Mr. Jackson glanced over his shoulder to say to the
sad butler: “Perhaps . . . that sauce .
. . just a little, after all—“; then,
having helped himself, he remarked: “I’m
told she’s looking for a house. She means
to live here.”
“I hear she means to get a divorce,” said
Janey boldly.
“I hope she will!” Archer exclaimed.
The word had fallen like a bombshell in the pure and
tranquil atmosphere of the Archer dining-room.
Mrs. Archer raised her delicate eye-brows in the
particular curve that signified: “The
butler—” and the young man, himself
mindful of the bad taste of discussing such intimate
matters in public, hastily branched off into an account
of his visit to old Mrs.
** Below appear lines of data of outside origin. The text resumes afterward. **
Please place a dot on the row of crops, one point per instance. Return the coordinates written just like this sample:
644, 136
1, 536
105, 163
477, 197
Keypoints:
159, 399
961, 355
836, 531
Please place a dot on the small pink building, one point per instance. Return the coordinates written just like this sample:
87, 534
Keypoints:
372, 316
Mingott.
After dinner, according to immemorial custom, Mrs.
Archer and Janey trailed their long silk draperies
up to the drawing-room, where, while the gentlemen
smoked below stairs, they sat beside a Carcel lamp
with an engraved globe, facing each other across a
rosewood work-table with a green silk bag under it,
and stitched at the two ends of a tapestry band of
field-flowers destined to adorn an “occasional”
chair in the drawing-room of young Mrs. Newland Archer.
While this rite was in progress in the drawing-room,
Archer settled Mr. Jackson in an armchair near the
fire in the Gothic library and handed him a cigar.
Mr. Jackson sank into the armchair with satisfaction,
lit his cigar with perfect confidence (it was Newland
who bought them), and stretching his thin old ankles
to the coals, said: “You say the secretary
merely helped her to get away, my dear fellow?
Well, he was still helping her a year later, then;
for somebody met ’em living at Lausanne together.”
Newland reddened. “Living together?
Well, why not? Who had the right to make her
life over if she hadn’t? I’m sick
of the hypocrisy that would bury alive a woman of
her age if her husband prefers to live with harlots.”
He stopped and turned away angrily to light his cigar.
“Women ought to be free—as free as
we are,” he declared, making a discovery of
which he was too irritated to measure the terrific
consequences.
Mr. Sillerton Jackson stretched his ankles nearer
the coals and emitted a sardonic whistle.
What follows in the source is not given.